I am the director of the largest ABA-approved paralegal program in the state of Arizona, the past President of the American Association for Paralegal Education, and a former member of the American Bar Association's Approval Commission for Paralegal Programs.

There are a couple of important distinctions that this article confuses and I would ask be corrected.

First, the ABA does not "accredit" paralegal programs. It "approves" them. The ABA only accredits law schools, not paralegal programs.

Also, obtaining federal financial aid is in no way dependent on a paralegal program having ABA approval. In order to obtain federal financial aid, a college, university, or other training program must be accredited by one of the regional or national accrediting agencies recognized by the United States Department of Education. But it has nothing to do with ABA approval.

Third, the ability to transfer credits is highly-dependent upon the policy of individual institutions of higher education. Typically, public institutions and the larger private institutions have regional accreditation and will only consider transfer credit from institutions that have the same type of accreditation. But there are other types of accreditation, including what is considered "national" accreditation and this is commonly seen in smaller, private, specialized institutions. Often, but not always, regionally accredited institutions will not accept transfer credit from national accreditation institutions. But ultimately, the transferability of credit is based on the policy of the school you want to transfer to and along with issues of accreditation there are always other restrictions.

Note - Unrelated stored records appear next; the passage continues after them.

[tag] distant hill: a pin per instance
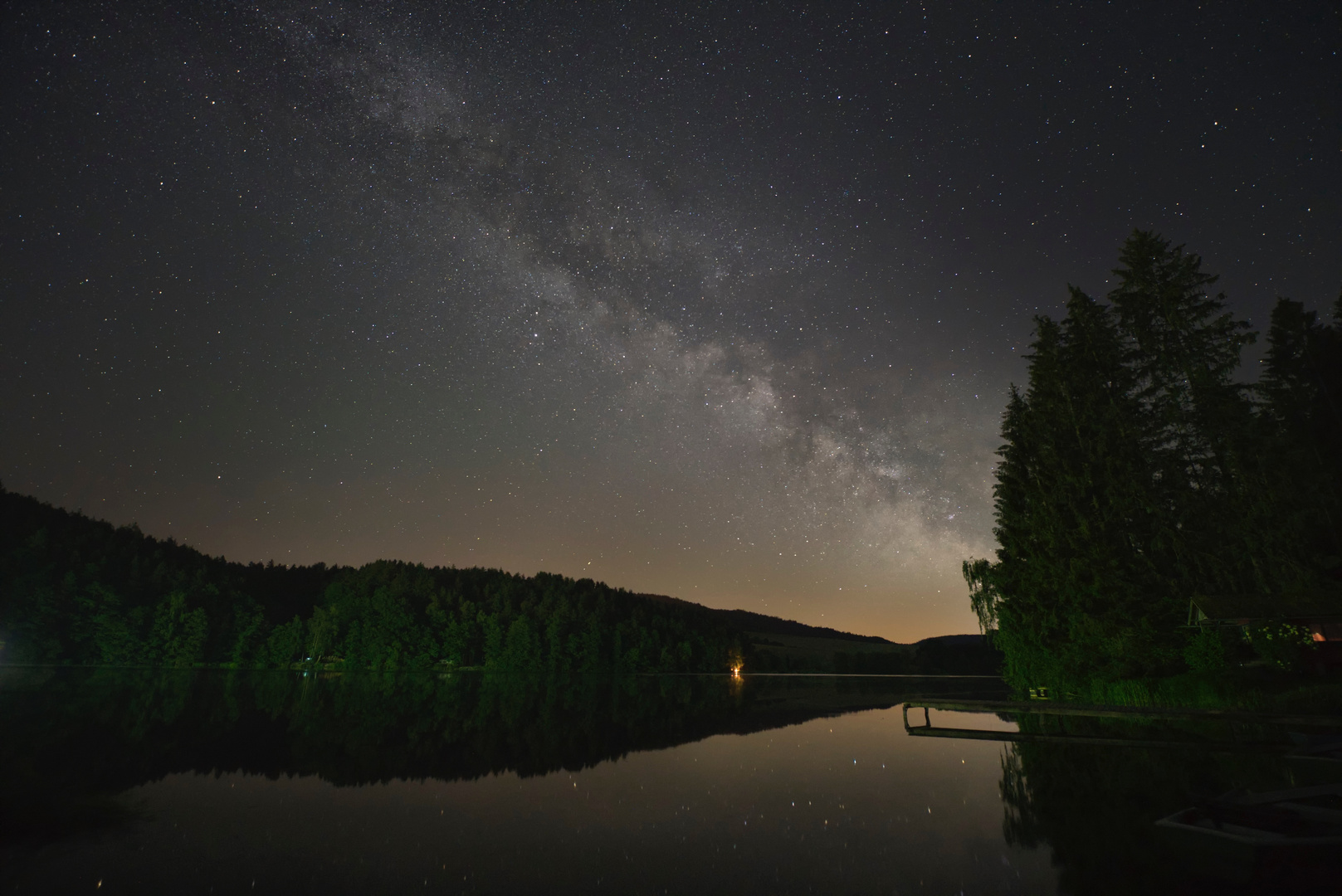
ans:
(761, 624)
(81, 592)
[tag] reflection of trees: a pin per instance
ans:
(73, 738)
(1096, 808)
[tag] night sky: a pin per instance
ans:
(718, 302)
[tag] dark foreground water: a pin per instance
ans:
(195, 782)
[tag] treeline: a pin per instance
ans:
(1139, 472)
(76, 591)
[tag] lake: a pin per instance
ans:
(230, 782)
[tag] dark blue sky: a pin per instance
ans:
(710, 300)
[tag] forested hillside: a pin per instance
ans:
(1139, 471)
(78, 591)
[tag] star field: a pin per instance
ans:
(715, 302)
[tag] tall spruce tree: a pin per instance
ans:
(1125, 486)
(1301, 432)
(1074, 514)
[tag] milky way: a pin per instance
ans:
(717, 304)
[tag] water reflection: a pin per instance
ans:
(266, 782)
(494, 784)
(1096, 806)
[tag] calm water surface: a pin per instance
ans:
(276, 782)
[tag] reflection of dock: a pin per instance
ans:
(1046, 707)
(1142, 713)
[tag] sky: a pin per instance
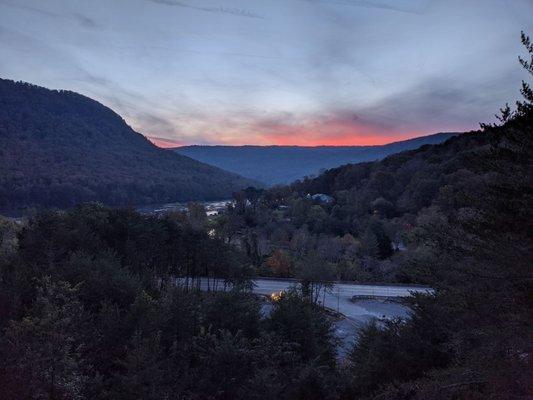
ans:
(281, 72)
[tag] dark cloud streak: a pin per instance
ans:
(238, 12)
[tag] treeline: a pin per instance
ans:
(89, 309)
(456, 216)
(58, 148)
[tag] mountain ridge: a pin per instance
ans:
(59, 148)
(273, 164)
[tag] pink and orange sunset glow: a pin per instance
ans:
(280, 72)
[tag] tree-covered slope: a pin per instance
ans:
(58, 148)
(285, 164)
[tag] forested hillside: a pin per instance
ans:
(285, 164)
(456, 216)
(58, 148)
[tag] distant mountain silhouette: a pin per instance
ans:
(59, 148)
(284, 164)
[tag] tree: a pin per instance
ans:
(279, 263)
(41, 352)
(315, 275)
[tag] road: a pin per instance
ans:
(339, 297)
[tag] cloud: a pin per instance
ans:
(381, 5)
(85, 21)
(239, 12)
(80, 18)
(163, 142)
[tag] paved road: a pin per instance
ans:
(339, 298)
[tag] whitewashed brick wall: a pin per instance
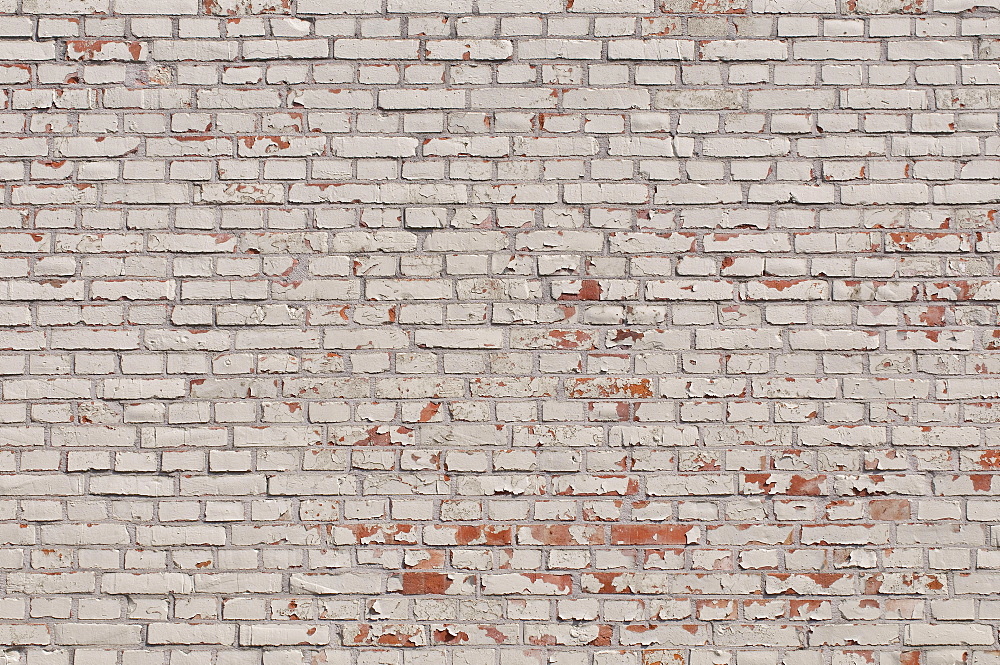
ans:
(499, 332)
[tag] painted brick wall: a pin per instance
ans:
(499, 332)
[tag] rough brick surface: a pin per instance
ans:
(499, 332)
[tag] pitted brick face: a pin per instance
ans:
(499, 332)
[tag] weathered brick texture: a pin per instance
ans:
(499, 332)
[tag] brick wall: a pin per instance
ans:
(499, 332)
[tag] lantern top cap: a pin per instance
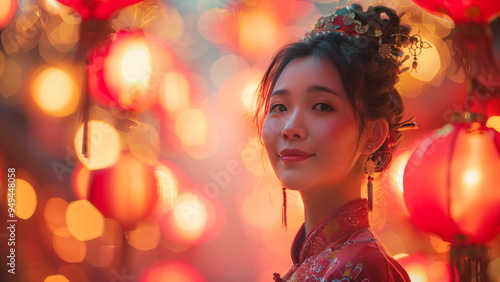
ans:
(469, 117)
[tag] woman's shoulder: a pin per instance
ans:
(363, 258)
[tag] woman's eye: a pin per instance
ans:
(278, 108)
(322, 107)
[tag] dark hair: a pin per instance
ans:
(367, 76)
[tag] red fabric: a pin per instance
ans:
(342, 248)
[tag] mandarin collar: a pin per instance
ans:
(336, 227)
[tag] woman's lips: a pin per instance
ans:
(294, 155)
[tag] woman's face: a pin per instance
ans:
(309, 132)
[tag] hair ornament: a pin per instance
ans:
(344, 21)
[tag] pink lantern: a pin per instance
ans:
(97, 9)
(451, 189)
(126, 192)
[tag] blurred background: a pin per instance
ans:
(175, 186)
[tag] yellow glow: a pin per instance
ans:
(2, 62)
(167, 188)
(248, 96)
(80, 181)
(400, 256)
(26, 199)
(101, 251)
(67, 247)
(84, 221)
(135, 64)
(417, 273)
(191, 127)
(190, 215)
(56, 278)
(397, 170)
(494, 122)
(8, 10)
(429, 61)
(255, 23)
(471, 177)
(128, 70)
(55, 92)
(54, 213)
(105, 145)
(146, 236)
(175, 93)
(172, 271)
(257, 210)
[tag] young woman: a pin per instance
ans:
(330, 117)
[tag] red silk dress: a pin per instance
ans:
(342, 248)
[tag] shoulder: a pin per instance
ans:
(363, 259)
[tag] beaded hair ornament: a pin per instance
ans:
(344, 21)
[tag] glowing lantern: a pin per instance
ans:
(472, 33)
(126, 192)
(450, 188)
(461, 11)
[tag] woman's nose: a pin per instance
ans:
(294, 127)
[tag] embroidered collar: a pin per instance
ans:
(336, 228)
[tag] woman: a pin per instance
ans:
(330, 117)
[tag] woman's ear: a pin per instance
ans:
(376, 131)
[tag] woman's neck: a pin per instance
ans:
(320, 202)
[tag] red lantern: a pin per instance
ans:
(463, 11)
(472, 34)
(451, 189)
(126, 192)
(97, 9)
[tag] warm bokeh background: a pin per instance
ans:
(181, 126)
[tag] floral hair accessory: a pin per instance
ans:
(344, 21)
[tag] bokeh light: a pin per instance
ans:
(127, 69)
(190, 216)
(67, 247)
(126, 192)
(12, 80)
(146, 236)
(55, 213)
(191, 127)
(56, 278)
(55, 92)
(494, 122)
(168, 187)
(80, 181)
(257, 210)
(101, 251)
(84, 221)
(253, 23)
(7, 12)
(171, 271)
(175, 93)
(26, 199)
(105, 145)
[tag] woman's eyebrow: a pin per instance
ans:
(279, 92)
(314, 88)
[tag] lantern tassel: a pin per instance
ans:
(469, 263)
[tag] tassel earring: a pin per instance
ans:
(283, 210)
(370, 169)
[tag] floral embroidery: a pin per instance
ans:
(331, 250)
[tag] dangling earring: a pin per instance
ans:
(283, 210)
(370, 169)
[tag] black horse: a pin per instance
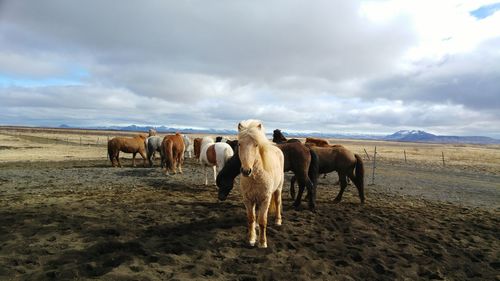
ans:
(299, 159)
(279, 138)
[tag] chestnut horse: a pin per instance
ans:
(299, 159)
(214, 155)
(347, 164)
(173, 153)
(132, 145)
(197, 147)
(262, 181)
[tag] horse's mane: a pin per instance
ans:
(255, 130)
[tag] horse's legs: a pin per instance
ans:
(118, 159)
(311, 193)
(206, 176)
(301, 181)
(262, 219)
(179, 162)
(277, 204)
(359, 186)
(292, 187)
(252, 237)
(133, 159)
(214, 168)
(343, 185)
(143, 157)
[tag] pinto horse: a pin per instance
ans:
(153, 144)
(278, 137)
(347, 164)
(262, 165)
(214, 155)
(173, 153)
(188, 144)
(298, 158)
(132, 145)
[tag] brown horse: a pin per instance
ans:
(197, 147)
(132, 145)
(317, 142)
(345, 163)
(172, 149)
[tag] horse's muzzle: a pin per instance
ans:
(246, 172)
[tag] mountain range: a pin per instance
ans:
(400, 136)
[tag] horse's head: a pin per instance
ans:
(225, 178)
(250, 137)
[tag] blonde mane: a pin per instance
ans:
(255, 130)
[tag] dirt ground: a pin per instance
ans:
(79, 219)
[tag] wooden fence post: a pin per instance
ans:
(368, 156)
(374, 165)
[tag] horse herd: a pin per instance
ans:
(260, 162)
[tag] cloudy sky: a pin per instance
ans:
(324, 66)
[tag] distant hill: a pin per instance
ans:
(421, 136)
(403, 135)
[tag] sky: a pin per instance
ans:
(357, 67)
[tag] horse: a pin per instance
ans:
(262, 165)
(298, 158)
(233, 144)
(172, 148)
(347, 164)
(197, 147)
(188, 152)
(221, 139)
(152, 144)
(278, 137)
(317, 142)
(214, 155)
(151, 132)
(132, 145)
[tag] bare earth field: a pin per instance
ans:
(66, 214)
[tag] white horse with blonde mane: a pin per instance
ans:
(214, 155)
(262, 165)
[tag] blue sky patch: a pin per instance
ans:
(486, 11)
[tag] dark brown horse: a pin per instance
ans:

Finally, the importance of ABA approval varies from market to market. Certainly, I put great value in ABA-approval since our program voluntarily subjects itself to the rigors of that approval process. But there are many fine paralegal programs in the United States that are not ABA-approved. Students should research their market carefully by talking with local paralegal organizations and the law firms in their area. Another resource for students is the American Association for Paralegal Education (

Scott A. Hauert, Director of Legal Studies

Phoenix College
Phoenix, Arizona

Jenny Tucker said...

This article apparently has incorrect information throughout. After reviewing the comments left, I feel as though I should delete the article in order to not have misinformation circulating. I (Jenny Tucker)own this blog, and did not proofread a guest post before posting it to the site while I was away at trial. As a result, I have been labeled an amateur, and that is punishment enough :). I'll be leaving the post up for a bit for additional comments, but feel at some point I will need to delete this post in order to keep good information only on the site. Thanks for all the comments, both good and bad. Back to Work!

Cynthia said...

Hi Jenny,
I think you should leave this post and all comments on your blog.
It has been a wonderful learning lesson and ultimately does provide our Paralegal community with excellent information.
Besides, I think you have handled the situation with grace and honesty. This instance makes me feel you are, in fact, a credible and brave Paralegal who, guess also a human being!
Your example of professionalism in this case makes me take further interest in your comments and contributions.
I say leave the post up!
It is informative in a multitude of ways!


Anonymous said...

I see you chose not to remove this article. I suggest you put a disclaimer close to you so that no one thinks you are endorsing the information.

Jenny Tucker said...

I was chided this morning in a comment by an anonymous person for not deleting this article. I agreed with Cynthia, above, that although this article is incorrect, the comments from others are very helpful and does show that there are others in the field with good knowledge to share.

Blake said...

I agree with Cynthia, Jenny, and am glad you left the article up because the comments are so valuable. I think the Aug. 6 commenter's suggestion to add a disclaimer at the top of the article is also correct, however. Often people do not bother to read comments to any given online posting, and in this case they are the good material that this article has spawned.